May 21, 2006 23:51
So yeah I have to say Prom was pretty wack. I didn't expect it to be that great anyways, but man can caroline get annouying. At least I got a little drunk and smoked a bowl later. Prom made this weekend fly by. Prom was on my mind a lot friday. Friday was senior skip day, and I had to get up at 10:30 so i could go buy my prom tickets during lunch at school. Right after i bought my tickets i went and got my suit. Ugh, what a waste of 110 dollars. Then again, I'm glad I went, because I don't really want to be one of those people that didn't go to prom, and have to explain that shit anytime it comes up. I feel so over high school though, I kind of felt rediculous at Prom. I felt like I was so above it, and it was just lame.. anyways... So friday i didn't really do too much, i smoked on the porch with mary then watched some curb your enthusiasm, and went to bed. This has been like the first time i could smoke and enjoy it, just because my parents were 5 hours away in Traverse City.

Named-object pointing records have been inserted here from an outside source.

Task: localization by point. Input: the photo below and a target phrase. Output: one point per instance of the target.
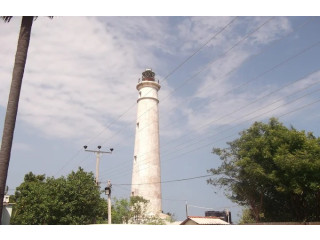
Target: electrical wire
(133, 105)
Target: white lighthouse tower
(146, 175)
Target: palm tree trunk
(13, 102)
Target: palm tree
(13, 101)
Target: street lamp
(108, 192)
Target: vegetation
(71, 200)
(273, 171)
(133, 211)
(13, 101)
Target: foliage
(246, 217)
(274, 171)
(133, 211)
(13, 101)
(71, 200)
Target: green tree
(133, 211)
(274, 171)
(71, 200)
(13, 101)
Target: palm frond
(6, 18)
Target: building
(146, 175)
(224, 215)
(203, 221)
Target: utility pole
(97, 152)
(108, 192)
(187, 209)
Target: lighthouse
(146, 175)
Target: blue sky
(79, 89)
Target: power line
(169, 181)
(166, 77)
(202, 146)
(225, 53)
(246, 115)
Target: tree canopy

I only two weeks of school left. Thank God. I've felt like I'm on summer break ever since Mary came home on the 5th. I've missed a lot school because I'll be up late hanging out with her or mike. I just can't wait for school to be out. It's so hard to get up in the morning, especially since my parents don't really care if I go to class or not. They don't even try to wake me up anymore. I really don't feel like I'm still in school. Everyday I am there is pretty pointless. I get the feeling after a couple weeks I might be like, why did I rush things, I should have held on to those last days...But i'll get over it. I'm looking forward to getting all these things that have been on mind constantly, over with. For one my Council in Philosophy class. I think about that day, and what I'm going to say in class, ALL the time. I go sometime this week, before thursday. If I had to guess I'd say tomorrow. So that will be some weight off my shoulders. Next, I graduation. I don't think about it that much, but I just want to get it over with. 3rd is my graduation party. I just want it to be short and sweet. Like 3 hours at the most, and just have people come, drop off some money, and get going. I know that sounds kind of mean, but I just hate entertaining adults and shit, and talking to people I don't really want to talk to. I should make a list of people that I'm inviting. It's not going to be some big party, it'll be pretty small. I know my mom is going to want to invite all these people I haven't hung out with since elementary school and shit, but I'm going to have to regulate.